Insomma non è pensabile di dare forza e credibilità a una svolta nelle politiche energetiche annunciando contemporaneamente le catastrofiche conseguenze della degenerazione climatica e che gran parte delle soluzioni possibili, RINNOVABILI comprese, sono da rifiutare perché produttrici di altrettanti disastri ambientali.
La ricetta per abbassare la febbre alla terra è nota da tempo e si compone di tre ingredienti: intelligenza, RINNOVABILItà e democrazia.

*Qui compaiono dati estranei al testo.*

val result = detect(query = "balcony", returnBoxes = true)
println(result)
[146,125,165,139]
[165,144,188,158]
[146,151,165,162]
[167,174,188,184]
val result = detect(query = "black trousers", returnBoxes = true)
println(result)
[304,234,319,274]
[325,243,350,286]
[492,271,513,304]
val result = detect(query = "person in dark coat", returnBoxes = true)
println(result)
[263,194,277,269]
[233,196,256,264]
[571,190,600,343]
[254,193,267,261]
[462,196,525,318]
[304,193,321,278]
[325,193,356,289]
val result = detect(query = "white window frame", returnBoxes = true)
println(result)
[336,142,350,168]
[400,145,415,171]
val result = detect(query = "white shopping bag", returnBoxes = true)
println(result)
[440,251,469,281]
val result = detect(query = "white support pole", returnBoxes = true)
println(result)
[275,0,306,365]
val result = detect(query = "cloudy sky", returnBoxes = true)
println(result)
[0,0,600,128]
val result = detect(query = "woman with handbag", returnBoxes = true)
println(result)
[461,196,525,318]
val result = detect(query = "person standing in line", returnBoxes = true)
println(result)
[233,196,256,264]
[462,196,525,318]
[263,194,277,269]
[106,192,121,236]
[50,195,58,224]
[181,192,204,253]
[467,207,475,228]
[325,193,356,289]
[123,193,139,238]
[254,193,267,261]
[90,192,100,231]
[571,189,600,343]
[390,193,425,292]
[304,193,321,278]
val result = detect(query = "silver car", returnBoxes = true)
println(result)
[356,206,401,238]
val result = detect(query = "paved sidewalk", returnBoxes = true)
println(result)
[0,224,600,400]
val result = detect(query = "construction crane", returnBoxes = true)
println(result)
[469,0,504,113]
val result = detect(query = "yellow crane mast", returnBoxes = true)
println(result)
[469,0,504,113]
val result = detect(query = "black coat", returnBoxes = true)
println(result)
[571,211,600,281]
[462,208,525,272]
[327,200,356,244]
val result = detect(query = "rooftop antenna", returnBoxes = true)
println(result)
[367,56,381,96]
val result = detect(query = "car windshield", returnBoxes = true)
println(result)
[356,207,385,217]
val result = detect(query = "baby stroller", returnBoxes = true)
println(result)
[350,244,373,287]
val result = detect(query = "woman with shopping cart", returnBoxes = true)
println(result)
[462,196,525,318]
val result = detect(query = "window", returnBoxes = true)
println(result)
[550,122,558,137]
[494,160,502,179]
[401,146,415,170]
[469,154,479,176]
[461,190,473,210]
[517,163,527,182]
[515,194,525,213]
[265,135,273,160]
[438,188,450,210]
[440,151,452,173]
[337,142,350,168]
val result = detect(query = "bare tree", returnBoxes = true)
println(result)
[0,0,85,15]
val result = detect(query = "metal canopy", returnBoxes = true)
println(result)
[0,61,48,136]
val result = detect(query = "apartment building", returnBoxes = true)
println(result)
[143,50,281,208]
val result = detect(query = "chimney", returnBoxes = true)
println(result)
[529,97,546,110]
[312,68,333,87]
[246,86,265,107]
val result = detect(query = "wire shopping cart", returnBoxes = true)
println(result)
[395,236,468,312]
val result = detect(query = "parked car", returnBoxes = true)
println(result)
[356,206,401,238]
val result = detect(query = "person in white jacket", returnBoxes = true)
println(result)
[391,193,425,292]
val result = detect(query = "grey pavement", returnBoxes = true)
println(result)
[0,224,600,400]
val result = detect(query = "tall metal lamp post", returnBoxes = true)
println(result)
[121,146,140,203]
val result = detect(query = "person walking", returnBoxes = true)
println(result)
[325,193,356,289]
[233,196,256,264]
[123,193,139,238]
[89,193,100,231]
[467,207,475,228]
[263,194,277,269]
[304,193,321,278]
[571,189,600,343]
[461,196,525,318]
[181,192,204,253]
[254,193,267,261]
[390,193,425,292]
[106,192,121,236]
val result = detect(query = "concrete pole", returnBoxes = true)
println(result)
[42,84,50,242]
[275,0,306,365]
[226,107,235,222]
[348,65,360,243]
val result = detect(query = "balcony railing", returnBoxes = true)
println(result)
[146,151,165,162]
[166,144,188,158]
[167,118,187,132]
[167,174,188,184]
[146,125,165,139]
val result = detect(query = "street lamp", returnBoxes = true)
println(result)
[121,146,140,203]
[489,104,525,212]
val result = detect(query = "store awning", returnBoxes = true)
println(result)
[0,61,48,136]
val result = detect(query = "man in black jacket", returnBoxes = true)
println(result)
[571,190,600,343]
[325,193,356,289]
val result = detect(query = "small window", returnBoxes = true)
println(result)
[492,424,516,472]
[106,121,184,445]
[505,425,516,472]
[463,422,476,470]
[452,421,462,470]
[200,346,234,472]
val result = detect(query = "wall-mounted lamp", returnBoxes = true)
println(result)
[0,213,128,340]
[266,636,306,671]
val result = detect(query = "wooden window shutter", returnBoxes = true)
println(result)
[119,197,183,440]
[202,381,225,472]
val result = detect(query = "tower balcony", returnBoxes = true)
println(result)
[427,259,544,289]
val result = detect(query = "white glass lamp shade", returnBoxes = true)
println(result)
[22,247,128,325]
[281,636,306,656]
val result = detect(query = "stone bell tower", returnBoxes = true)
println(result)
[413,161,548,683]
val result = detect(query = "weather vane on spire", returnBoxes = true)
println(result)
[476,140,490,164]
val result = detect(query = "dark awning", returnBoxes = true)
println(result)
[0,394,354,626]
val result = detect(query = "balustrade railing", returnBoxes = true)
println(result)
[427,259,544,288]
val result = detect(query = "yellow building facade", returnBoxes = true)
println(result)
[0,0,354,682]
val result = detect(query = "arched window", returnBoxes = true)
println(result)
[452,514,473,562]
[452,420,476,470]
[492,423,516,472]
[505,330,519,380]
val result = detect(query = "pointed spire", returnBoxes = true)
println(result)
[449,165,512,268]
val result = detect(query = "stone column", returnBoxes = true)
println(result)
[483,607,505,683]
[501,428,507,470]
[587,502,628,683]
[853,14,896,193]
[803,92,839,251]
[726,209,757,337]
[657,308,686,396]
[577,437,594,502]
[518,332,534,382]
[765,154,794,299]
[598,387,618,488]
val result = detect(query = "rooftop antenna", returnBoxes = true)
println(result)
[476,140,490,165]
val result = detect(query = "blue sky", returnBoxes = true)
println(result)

In poche parole è possibile, nei prossimi 13 anni, ridurre le emissioni climalteranti del 1990 del 20% o 30% che sia, modificando radicalmente la struttura dei trasporti di persone e merci, aumentando l’efficienza e gli usi intelligenti dell’energia, procurandosi la maggior parte di quella necessaria dalle fonti RINNOVABILI e infine usando, a certe condizioni, prevalentemente il METANO per coprire ciò che inizialmente le RINNOVABILI non saranno ancora in grado di coprire, escludendo di conseguenza sia l’uso del carbone che del nucleare.
Questo sono le linee guida su cui costruire un’alleanza per il clima e definire un piano energetico per il paese che lo allinei e lo renda protagonista delle scelte europee sul clima e non la palla al piede come è stato fino a ora.